Summary Judgment

CDPP v Brady & others [2015] VSC 246

Supreme Court of Victoria

This summary is necessarily incomplete. It is not to be used in any later consideration of the Court’s reasons. The only authoritative pronouncement of the Court’s reasons is that contained in the Court’s published Reasons for Judgment: DPP (Cth) v Brady & others [2015] VSC 246.

19 June 2015

1 These proceedings concern allegations that two subsidiaries of the Reserve Bank of Australia (Note Printing Australia Limited and Securency International Pty Ltd), and some of their former employees or agents, conspired to bribe foreign officials in order to secure banknote printing contracts in several foreign countries.

2 On 19 June 2014, the Department of Foreign Affairs and Trade, acting on behalf of the Commonwealth of Australia, obtained a limited suppression order in relation to a small portion of the evidence that may be led at some future trial in these proceedings. The DFAT order was structured in such a way that some of the terms of the order could not be published without disclosing the suppressed information.

3 The Australian news media were informed of the DFAT application one week before it was heard, and did not attend the hearing to oppose the making of the suppression order.

4 A copy of the DFAT order was provided to the news media, on the same day that it was made.

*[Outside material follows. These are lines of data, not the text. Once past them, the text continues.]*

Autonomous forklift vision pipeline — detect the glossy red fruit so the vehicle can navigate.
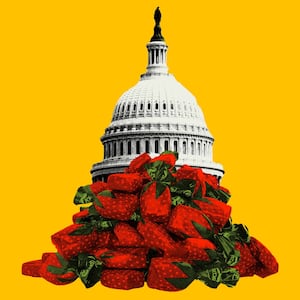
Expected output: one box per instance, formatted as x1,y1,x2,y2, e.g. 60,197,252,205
193,197,231,229
51,224,98,260
22,260,42,277
234,242,257,277
112,222,144,247
89,181,109,194
95,192,139,221
107,173,143,193
248,237,279,278
94,247,147,269
126,152,151,173
175,165,206,197
150,153,177,169
147,257,193,291
39,253,77,285
101,269,144,290
140,182,171,223
182,238,216,260
167,205,211,238
137,220,186,257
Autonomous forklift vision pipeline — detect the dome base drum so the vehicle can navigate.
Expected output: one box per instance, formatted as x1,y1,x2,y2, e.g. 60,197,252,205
91,8,224,182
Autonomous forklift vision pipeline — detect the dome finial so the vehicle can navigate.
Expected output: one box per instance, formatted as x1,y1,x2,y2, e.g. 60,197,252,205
151,7,164,42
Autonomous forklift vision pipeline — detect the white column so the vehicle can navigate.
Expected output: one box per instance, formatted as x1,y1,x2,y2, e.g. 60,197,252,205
149,138,153,153
159,138,163,153
140,138,145,153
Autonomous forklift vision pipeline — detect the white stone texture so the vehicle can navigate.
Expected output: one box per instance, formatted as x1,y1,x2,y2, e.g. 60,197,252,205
91,38,224,180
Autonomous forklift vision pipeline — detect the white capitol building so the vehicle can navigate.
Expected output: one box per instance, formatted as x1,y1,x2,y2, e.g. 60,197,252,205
91,8,224,182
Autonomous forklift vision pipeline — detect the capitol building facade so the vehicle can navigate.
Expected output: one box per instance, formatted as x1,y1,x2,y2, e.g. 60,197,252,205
91,8,224,182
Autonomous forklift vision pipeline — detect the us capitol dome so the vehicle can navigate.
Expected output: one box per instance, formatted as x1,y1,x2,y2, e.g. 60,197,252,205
91,8,224,182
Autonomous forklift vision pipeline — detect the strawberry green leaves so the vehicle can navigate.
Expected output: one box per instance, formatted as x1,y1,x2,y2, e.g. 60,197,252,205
205,182,231,203
197,267,239,288
71,254,103,288
73,186,98,205
144,160,175,198
166,262,195,289
48,253,103,288
47,253,70,276
23,151,278,290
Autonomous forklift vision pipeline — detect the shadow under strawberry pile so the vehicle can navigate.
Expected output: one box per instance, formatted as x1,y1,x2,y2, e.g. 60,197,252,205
22,151,278,290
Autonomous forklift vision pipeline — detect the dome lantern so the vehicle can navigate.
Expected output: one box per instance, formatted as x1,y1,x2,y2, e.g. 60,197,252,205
143,7,168,77
91,8,224,182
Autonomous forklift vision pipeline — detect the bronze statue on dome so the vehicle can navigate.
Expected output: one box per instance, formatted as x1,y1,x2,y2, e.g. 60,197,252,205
151,7,164,42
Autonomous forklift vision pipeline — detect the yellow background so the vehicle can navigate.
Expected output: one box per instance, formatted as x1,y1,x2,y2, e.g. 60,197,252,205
1,0,299,299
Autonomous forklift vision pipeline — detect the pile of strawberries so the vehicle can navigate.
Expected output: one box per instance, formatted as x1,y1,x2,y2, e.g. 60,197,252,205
22,151,278,290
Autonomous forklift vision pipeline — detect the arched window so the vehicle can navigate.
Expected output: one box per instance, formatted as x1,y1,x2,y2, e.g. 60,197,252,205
136,141,140,154
198,142,201,155
163,103,166,110
155,103,159,110
147,102,151,110
121,104,125,112
174,140,178,152
183,141,187,154
120,141,124,156
171,103,174,110
164,140,169,151
145,140,150,153
140,103,143,110
133,104,136,111
127,104,130,112
203,143,206,157
191,141,195,155
127,141,131,155
155,140,159,153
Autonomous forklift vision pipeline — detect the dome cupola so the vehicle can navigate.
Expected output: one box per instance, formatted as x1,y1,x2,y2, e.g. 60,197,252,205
91,8,224,181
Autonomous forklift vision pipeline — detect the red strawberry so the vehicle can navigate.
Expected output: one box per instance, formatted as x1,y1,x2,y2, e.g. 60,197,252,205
137,220,186,257
90,181,109,194
41,252,53,262
101,269,144,290
167,205,211,238
175,165,206,197
219,185,230,195
140,182,171,223
94,231,112,249
150,153,177,169
112,222,144,247
203,172,230,195
126,152,151,173
39,253,77,285
74,181,108,205
193,197,231,229
248,237,279,278
234,242,257,277
147,257,194,291
51,224,98,260
203,173,219,189
72,209,89,223
22,260,42,277
182,238,216,260
94,247,147,269
95,191,139,221
107,173,143,193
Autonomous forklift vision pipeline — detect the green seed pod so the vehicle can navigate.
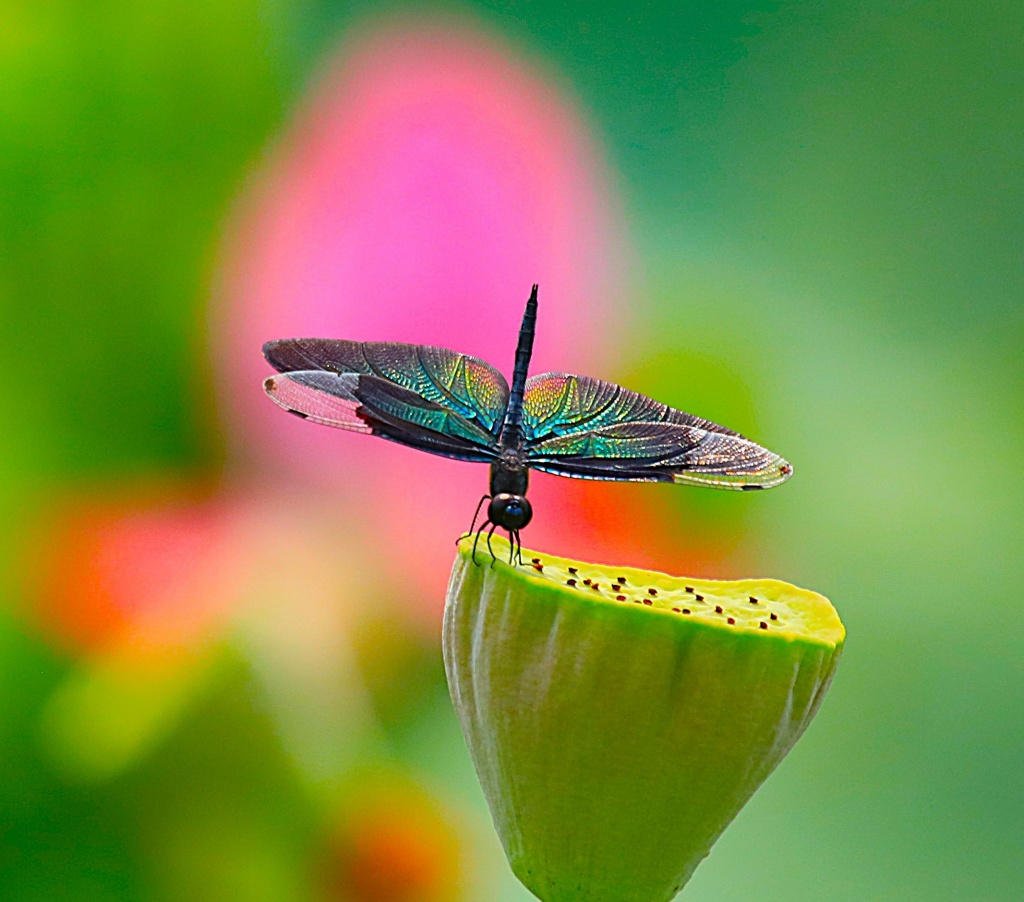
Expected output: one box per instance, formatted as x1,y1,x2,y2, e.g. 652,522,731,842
443,537,844,902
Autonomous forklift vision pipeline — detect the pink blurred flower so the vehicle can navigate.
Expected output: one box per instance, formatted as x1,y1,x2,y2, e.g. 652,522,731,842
214,16,636,592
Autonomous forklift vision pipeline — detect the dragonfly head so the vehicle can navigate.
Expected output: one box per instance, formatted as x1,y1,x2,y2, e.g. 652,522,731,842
488,493,533,531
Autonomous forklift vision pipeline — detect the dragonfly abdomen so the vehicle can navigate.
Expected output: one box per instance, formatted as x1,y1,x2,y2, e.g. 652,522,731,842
500,284,539,450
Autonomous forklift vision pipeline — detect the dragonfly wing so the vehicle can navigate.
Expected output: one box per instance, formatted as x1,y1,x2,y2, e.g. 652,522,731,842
264,370,500,463
263,339,509,438
527,421,792,489
521,373,743,444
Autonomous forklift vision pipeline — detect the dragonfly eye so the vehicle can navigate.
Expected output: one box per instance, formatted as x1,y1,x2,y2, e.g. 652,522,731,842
488,493,533,530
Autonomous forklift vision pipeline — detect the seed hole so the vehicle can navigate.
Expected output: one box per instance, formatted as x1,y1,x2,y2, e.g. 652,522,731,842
648,588,658,596
566,579,577,587
770,612,778,621
714,605,723,614
749,596,759,604
642,599,652,606
759,622,768,629
682,608,691,614
727,617,735,625
695,594,704,602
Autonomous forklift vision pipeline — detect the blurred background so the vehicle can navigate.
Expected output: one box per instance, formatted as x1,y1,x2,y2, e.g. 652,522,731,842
1,1,1021,899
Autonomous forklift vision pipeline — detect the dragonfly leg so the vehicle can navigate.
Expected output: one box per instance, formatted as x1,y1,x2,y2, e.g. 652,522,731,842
459,494,492,543
508,530,524,566
486,523,498,566
471,523,485,566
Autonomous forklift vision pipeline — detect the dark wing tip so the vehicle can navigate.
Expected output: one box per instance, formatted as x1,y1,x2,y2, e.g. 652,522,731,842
262,339,285,366
263,337,317,372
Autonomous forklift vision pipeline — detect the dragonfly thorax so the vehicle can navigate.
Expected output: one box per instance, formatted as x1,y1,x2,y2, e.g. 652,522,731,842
490,452,529,497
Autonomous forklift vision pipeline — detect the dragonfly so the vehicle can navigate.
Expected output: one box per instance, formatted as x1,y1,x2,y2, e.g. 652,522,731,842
263,285,792,564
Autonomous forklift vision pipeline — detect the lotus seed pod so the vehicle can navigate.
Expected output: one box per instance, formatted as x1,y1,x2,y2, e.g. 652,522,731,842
443,536,844,902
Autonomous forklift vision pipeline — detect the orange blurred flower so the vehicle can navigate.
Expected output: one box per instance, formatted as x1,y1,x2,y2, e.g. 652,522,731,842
24,483,239,655
318,778,465,902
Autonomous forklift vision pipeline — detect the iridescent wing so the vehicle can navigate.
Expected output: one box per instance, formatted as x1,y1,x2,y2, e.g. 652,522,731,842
263,339,510,438
522,373,743,440
264,369,500,462
522,373,791,489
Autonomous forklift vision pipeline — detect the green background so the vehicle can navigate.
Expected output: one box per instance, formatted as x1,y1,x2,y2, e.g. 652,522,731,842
1,2,1021,899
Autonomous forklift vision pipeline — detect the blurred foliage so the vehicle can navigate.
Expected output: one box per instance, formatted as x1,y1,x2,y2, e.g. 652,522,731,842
0,1,1021,901
0,0,292,479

No news media organisation sought to exercise their statutory right to challenge the DFAT order, once they received a copy of it.

5 On 29 July 2014, WikiLeaks published a copy of the DFAT order, together with a sensational and inaccurate press release about the alleged nature and effect of the DFAT order. The WikiLeaks publication involved a clear and deliberate breach of the law.

6 After the WikiLeaks publication, many media organisations and individuals republished the DFAT order, or directly or indirectly disclosed its contents.

7 Subsequently, three news media organisations applied to have the DFAT order revoked, in light of the events that have occurred since the WikiLeaks publication.

8 For the reasons set out in the attached reasons for decision, Hollingworth J has determined that the DFAT order should now be revoked.

9 Of particular concern to her Honour was the fact that the widespread on-line dissemination that has already occurred overseas cannot now be undone. Whilst the court has

DPP (Cth) v Brady & others [2015] VSC 246 1 SUMMARY power to make orders which have effect within Australia (including orders requiring the removal of material already published in this country), it cannot make orders controlling publication of the DFAT order outside Australia. Unlike the case with most suppression orders, it is the publication overseas that has the capacity to cause the greatest harm in this particular case.

10 On 19 June 2015, her Honour published formal orders revoking the DFAT order. DFAT has informed the court that it wishes to consider whether to appeal against those orders. Accordingly, in order to preserve the status quo in the meantime, her Honour has granted a temporary stay on her orders until 14 July 2015. This means that the original DFAT order of 19 June 2014 remains in place until that date (or further order).